KONGRES KEBUDAYAAN III TAHUN 2012

KONGRES KEBUDAYAAN III TAHUN 2012

 

 

            Membangun Karakter dan Memperkokoh Ketahanan Budaya Masyarakat Multikultur menjadi  tema dari Kongres Kebudayaan III Tahun 2012 yang diadakan di Kota Singkawang, tanggal 15-18 Oktober 2012. Kegiatan Kongres Kebudayaan ini di selenggarakan oleh Balai Pelestarian Sejarah dan Nilai Tradisional Pontianak bekerja sama dengan Pemerintah Provinsi Kalimantan Barat dan Pemerintah Kota Singkawang.

            Peserta kongres adalah perwakilan dari berbagai elemen yang ada di Kalimantan Barat, diantaranya utusan dari instansi pemerintah di tingkat Provinsi dan Kab/Kota yang berhubungan dengan kebudayaan, dari perguruan tinggi, sekolah, dewan adat/paguyuban etnis, sanggar kesenian, lembaga swadaya/organisasi massa pendamping komunitas masyarakat adat, para budayawan, peneliti budaya serta media massa.

            Acara pembukaan dilaksanakan pada tanggal 15 Oktober 2012 di Balaikota Singkawang yang dihadiri oleh I Gede Ardika (narasumber/mantan Menteri Kebudayaan dan Pariwisata), Kepala BPSNT Pontianak,Sekda Kota Singkawang, Kepala Dinas Provinsi Kalimantan Barat, Kepala Pengadilan Negeri Singkawang, perwakilan SKPD dari kabupaten kota serta tamu undangan, peserta, tokoh adat, tokoh budaya, narasumber, pekerja seni dantokoh masyarakat. Pada acara pembukaan juga ditampilkan hiburan rakyat antara lain sajian musik dan lagu daerah, tarian tiga etnis (Dayak, Melayu dan Cina) serta pemutaran film berjudul Mustika Bintang yang di produksi oleh generasi muda Singkawang.

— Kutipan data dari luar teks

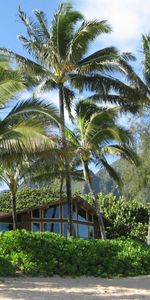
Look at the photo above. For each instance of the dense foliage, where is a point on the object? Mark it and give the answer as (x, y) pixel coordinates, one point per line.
(123, 218)
(28, 198)
(48, 254)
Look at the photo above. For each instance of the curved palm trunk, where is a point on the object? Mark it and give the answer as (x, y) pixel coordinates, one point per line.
(148, 235)
(14, 214)
(99, 214)
(64, 145)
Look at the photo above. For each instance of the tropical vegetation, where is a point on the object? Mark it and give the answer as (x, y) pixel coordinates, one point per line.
(60, 60)
(22, 251)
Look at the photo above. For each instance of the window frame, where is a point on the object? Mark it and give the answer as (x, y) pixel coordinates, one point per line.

            Kongres Kebudayaan III menampilkan 9 narasumber yang berasal dari pusat dan daerah yaitu Dr. Mukhlis Pa’Eni (Budaya Daerah Sebagai Deposit Ekonomi Kreatif); Dr. Romo Beni Susetio (Membumikan Wawasan Multikultural di Indonesia: Agama, Pluralisme dan Pancasila Sebagai Habitus Baru); I Gede Ardika (Multikultur Membangun Karakter dan Memperkokoh Ketahanan Budaya Masyarakat. Pembangunan Berwawasan Budaya Sebagai Alat Memperkokoh Ketahanan Budaya Kalimantan Barat); Dr. Robini (Membangun Masyarakat dan Budaya Keberagaman); Dr. Pabali Musa (Karakter dan Ketahanan Budaya); Jhon Bamba (Bahasa dan Multikulturalisme); Drs. Gusti Suryansyah, M.Si (Membangun Multikulturalisme Dalam Memperkokoh Ketahanan Budaya Masyarakat); Dr. Kristianus Atok, M.Si (Konstruksi Budaya Dayak Dalam Perspektif Multikulturalisme); Sulistyorini (Membangun Karakter Melalui Pendidikan Multikultural).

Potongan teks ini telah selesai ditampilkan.